In both sessions, there were several new stewards. At the session in the College Park area, approximately 30 percent of the attendees were new stewards. When asked why he stepped up to help lead the union, Ride-On Steward Thaddeus Jah said he became a steward because “I just wanted to join the difference makers.”
Cassandra Harper, a new member of the Executive Board, told attendees, “We’re under attack. In a country where they will put children in cages, they will take your pension from you, they will take your benefits from you, they will lower your salaries. We have to fight back!”
When asked about how to be a leader, Executive Board member John Smoak made it clear to the stewards: “Don’t shy away from your responsibilities as a shop steward, give [members] the reasons to stay in the union,”

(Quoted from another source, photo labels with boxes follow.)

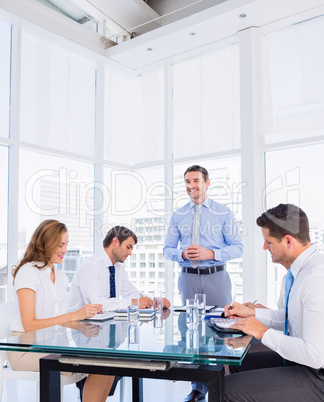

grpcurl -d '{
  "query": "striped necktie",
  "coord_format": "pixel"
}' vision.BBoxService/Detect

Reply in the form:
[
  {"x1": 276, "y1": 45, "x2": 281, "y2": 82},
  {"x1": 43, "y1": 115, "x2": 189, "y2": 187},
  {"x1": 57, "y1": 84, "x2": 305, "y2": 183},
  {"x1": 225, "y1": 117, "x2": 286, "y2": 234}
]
[
  {"x1": 284, "y1": 268, "x2": 294, "y2": 335},
  {"x1": 109, "y1": 265, "x2": 116, "y2": 297},
  {"x1": 190, "y1": 204, "x2": 201, "y2": 268}
]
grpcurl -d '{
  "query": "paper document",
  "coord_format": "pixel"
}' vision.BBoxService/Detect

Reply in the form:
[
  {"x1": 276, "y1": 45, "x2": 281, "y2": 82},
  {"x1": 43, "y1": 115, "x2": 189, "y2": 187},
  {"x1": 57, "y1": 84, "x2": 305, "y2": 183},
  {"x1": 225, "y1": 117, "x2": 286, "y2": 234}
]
[{"x1": 83, "y1": 311, "x2": 115, "y2": 321}]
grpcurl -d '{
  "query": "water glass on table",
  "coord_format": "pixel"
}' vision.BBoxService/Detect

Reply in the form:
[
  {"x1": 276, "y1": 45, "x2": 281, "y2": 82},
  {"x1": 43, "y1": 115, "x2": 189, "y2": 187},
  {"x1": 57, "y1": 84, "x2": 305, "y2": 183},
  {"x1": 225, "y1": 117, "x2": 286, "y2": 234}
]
[
  {"x1": 195, "y1": 293, "x2": 206, "y2": 318},
  {"x1": 128, "y1": 325, "x2": 140, "y2": 350},
  {"x1": 127, "y1": 298, "x2": 139, "y2": 325},
  {"x1": 186, "y1": 329, "x2": 199, "y2": 354},
  {"x1": 153, "y1": 291, "x2": 163, "y2": 314},
  {"x1": 186, "y1": 299, "x2": 199, "y2": 329}
]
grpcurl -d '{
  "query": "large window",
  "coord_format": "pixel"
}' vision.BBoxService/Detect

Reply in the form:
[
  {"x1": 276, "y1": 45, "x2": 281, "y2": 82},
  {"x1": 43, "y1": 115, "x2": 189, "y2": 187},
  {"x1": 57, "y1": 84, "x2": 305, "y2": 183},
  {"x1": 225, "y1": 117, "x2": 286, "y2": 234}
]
[
  {"x1": 0, "y1": 146, "x2": 8, "y2": 303},
  {"x1": 0, "y1": 19, "x2": 11, "y2": 137},
  {"x1": 265, "y1": 144, "x2": 324, "y2": 306},
  {"x1": 20, "y1": 31, "x2": 96, "y2": 156},
  {"x1": 105, "y1": 69, "x2": 164, "y2": 166},
  {"x1": 173, "y1": 44, "x2": 240, "y2": 158},
  {"x1": 261, "y1": 16, "x2": 324, "y2": 143}
]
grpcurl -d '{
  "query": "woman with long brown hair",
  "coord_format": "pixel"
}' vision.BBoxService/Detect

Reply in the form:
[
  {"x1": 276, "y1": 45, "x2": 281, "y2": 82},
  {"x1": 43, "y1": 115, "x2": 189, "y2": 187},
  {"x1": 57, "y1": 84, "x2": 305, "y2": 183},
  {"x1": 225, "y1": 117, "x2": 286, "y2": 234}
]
[{"x1": 8, "y1": 219, "x2": 114, "y2": 402}]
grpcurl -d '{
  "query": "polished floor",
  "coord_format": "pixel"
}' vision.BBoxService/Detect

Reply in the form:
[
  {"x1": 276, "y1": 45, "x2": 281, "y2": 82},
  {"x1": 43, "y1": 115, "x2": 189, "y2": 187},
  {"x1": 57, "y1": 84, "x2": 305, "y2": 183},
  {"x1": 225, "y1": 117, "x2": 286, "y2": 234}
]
[{"x1": 1, "y1": 378, "x2": 191, "y2": 402}]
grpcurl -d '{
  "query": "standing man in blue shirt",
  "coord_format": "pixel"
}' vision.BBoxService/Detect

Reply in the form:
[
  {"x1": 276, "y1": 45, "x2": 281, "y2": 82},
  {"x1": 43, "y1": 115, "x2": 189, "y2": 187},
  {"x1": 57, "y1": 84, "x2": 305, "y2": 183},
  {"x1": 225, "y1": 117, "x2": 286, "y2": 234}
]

Katie Wiltshire, a steward with police services, helped lead the August 14 discussions. She stressed the importance of getting to know the people in the department, not just the ones having issues, but all of them.
“I have an email group that allows me to communicate to all the PSAs. I have meetings with everyone in my department, sometimes including supervisors. I make sure that they know their voices are being heard,” said Wiltshire.
Know Your Contract
Most of the more experienced stewards attending the training underscored the importance of knowing the contract. Kermit Leibensperger, a steward in permitting services in Montgomery County, advised stewards to have a copy of their contract at home and at work.
“Read a page or two per day,” said Leibensperger. “It will garner respect of the membership if you know what you’re talking about.”
Others advised that knowing the contract is important, but also suggested letting a member help you find the provision in the contract that the member is asking about.
Legal Protections for Stewards
Shop stewards have legal protections when acting as a union representative, said Field Representative and Associate Coordinator of Organizing Ray Lee.
“Don’t retreat from your role as a shop steward when speaking to management,” said Lee. “Don’t assume that there’s a lopsided power dynamic. You are in the same position of authority. Tell them: ‘Here’s where the issue is and here’s what we need to have addressed.'”
“Maintain professionalism,” Lee stressed. “Don’t be afraid to assert yourself. We have your back. Don’t let fear impede you from doing your job.”
Grievance or Gripe?
A section of the panel discussions focused on solving workplace problems. Attendees were presented with various scenarios and were asked to weigh in on whether it was a grievance or a gripe.
“A member is upset that they are placed on sick leave restriction. There is a valid pattern of abuse. Grievance or Gripe?”
“Gripe,” agreed the attendees.
“Member was not given overtime for previously approved hours worked outside of the normal workday. Grievance or Gripe.
“Grievance,” attendees decided.
Several other scenarios were presented.
Shop Steward from PGCMLS Steve Valentich pointed out that it is important to make note of gripes, because, “sometimes gripes can be dealt with in bargaining.”
PGCMLS successfully dealt with climate control issues in one of their previous bargaining session after members complained over and over about temperatures at the various branches.